2006/03/09

"Portuguese universities: why not the best?"

Li um hoje um documento escrito por alguém do MIT em funções no IST como professor visitante sobre as universidades em Portugal (particularmente as associadas às engenharias). Trata-se de uma reflexão espontânea sobre a realidade universitária portuguesa com os necessários referenciais do MIT e dos Estados Unidos.

A questão central é Theres is no doubt (...) that Portuguese (...) researchers (...) deserve greater international recognition [but], at present, such accomplishments and recognition are lacking. (...) Why?"

Devo dizer o seguinte. A primeira reacção que tive ao ver o paper foi "lá vem outro dizer-nos o que devemos fazer a pensar que Portugal são os States...". Mas não é bem assim. O discurso tem uma certa humildade e, mesmo tendo tiques de "US'06-sociedade perfeita" (compreensível: o homem tem origens gregas), diz o que todos sabemos mas poucos querem mudar.

As contribuições são de uma atitude positivamente liberal. É neste ponto que espero divergências de liberais e de socialistas. De socialistas é bastante claro; dos liberais: espero 70% de pancadinhas nas costas de gente que concorda com o texto pelas más razões.

Aqui ficam algumas passagens:

it is a crime to waste a fertile mind
Muito para além de liberalices ôcas que giram em torno do sacrossanto-mercado e das liberdades negativas-positivas-neutras-amarelas, o Liberalismo é uma teoria humanista que só consigo enquadrar como orientada à realização individual. Só este facto divide logo o mundo em socialismos e liberalismos: o primeiro é orientado à "sociedade" como um grande bloco amorfo; o segundo pode pensar a sociedade como o resultado das livre interacção individual num espaço comum regulado.

Excelence breeds excelence, while mediocrity fosters mediocrity
No fundo, o nível é definido por todos e uns puxam os outros.
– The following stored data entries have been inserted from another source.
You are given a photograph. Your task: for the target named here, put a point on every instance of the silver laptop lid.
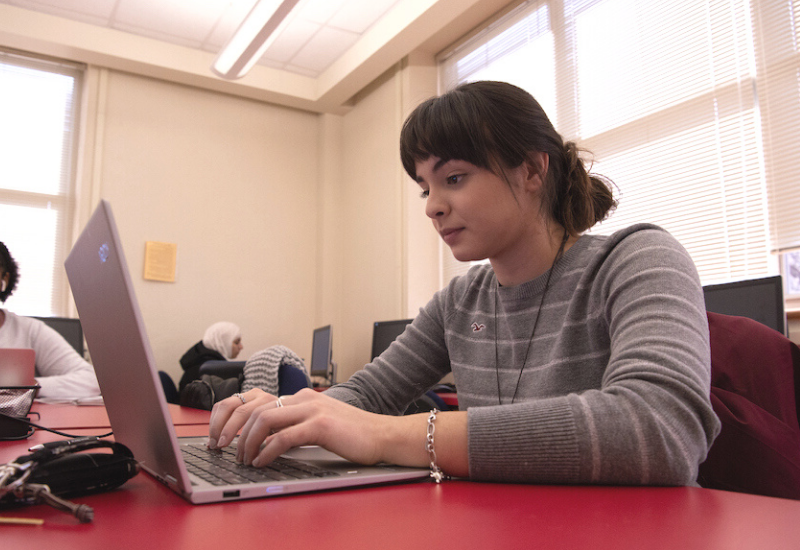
(118, 343)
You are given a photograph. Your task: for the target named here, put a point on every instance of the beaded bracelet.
(436, 473)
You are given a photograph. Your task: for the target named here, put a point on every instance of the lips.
(450, 235)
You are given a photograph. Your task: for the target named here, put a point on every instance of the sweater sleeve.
(648, 419)
(411, 365)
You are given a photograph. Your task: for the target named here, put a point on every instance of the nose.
(435, 205)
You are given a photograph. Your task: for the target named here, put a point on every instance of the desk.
(455, 514)
(64, 417)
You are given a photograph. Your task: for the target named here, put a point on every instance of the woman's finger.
(230, 414)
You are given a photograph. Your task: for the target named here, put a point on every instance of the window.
(689, 106)
(38, 144)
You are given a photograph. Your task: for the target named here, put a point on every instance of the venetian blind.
(670, 98)
(38, 144)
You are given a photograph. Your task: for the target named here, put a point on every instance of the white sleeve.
(61, 371)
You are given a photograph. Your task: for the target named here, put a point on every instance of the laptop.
(17, 367)
(134, 399)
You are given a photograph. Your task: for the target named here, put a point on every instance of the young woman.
(577, 358)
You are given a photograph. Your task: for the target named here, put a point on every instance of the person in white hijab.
(221, 342)
(224, 338)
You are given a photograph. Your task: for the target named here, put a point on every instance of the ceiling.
(328, 51)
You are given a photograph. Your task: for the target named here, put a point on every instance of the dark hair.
(496, 126)
(8, 265)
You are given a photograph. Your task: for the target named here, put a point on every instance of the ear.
(536, 170)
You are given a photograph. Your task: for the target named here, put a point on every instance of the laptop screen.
(321, 352)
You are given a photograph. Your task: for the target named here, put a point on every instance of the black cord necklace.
(535, 323)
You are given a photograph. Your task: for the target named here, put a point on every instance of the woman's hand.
(306, 418)
(312, 418)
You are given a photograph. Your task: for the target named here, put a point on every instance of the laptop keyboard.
(219, 467)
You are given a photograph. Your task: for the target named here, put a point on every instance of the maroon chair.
(755, 380)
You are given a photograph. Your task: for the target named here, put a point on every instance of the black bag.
(203, 393)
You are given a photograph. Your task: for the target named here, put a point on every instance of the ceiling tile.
(359, 15)
(296, 35)
(324, 48)
(319, 11)
(96, 12)
(190, 21)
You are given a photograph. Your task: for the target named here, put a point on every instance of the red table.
(455, 514)
(62, 416)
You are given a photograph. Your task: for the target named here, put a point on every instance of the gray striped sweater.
(616, 385)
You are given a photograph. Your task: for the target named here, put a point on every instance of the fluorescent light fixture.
(256, 33)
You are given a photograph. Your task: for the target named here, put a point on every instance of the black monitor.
(69, 328)
(758, 299)
(384, 333)
(322, 353)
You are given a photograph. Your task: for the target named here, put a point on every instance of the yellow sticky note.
(160, 260)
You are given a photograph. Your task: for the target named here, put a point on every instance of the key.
(41, 493)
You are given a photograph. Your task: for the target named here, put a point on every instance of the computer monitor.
(759, 299)
(322, 353)
(69, 328)
(384, 333)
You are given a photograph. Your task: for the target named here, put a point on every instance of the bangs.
(448, 127)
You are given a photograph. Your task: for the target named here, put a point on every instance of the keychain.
(58, 469)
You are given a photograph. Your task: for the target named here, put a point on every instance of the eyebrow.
(436, 167)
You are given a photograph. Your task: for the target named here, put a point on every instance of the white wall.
(285, 220)
(233, 183)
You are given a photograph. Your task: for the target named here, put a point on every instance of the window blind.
(687, 106)
(39, 101)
Unfortunately, (...) the current situation in Portugal is characterized by "too much equality" and "little promotion of excellence".
pois é.

Clearly, few people can be superior researchers. By its very nature, good research is done by an "elitist" group of people and it is nonsensical to think of "equality among researchers"
não é nada politicamente correcto dizer-se estas coisas. Mas isso é apenas pq há palavras taboo como 'elites', aludindo à horrível e antidemocrática ideia de que certas pessoas têm melhor desempenho do que outras, logo são "melhores", como se "melhor" fosse uma característica genética e que não dependesse em larga parte do 99% de suor que Edison falava mas fosse tudo o 1% inspiração. Ora sendo a inspiração o factor dominante, tem o Estado que controlar a certa exploração dos "desinspirados" pelos "inspirados". Emanando as decisões de "cima", qual é o melhor sítio para se estar? É na cadeia de decisão e não nos laboratórios.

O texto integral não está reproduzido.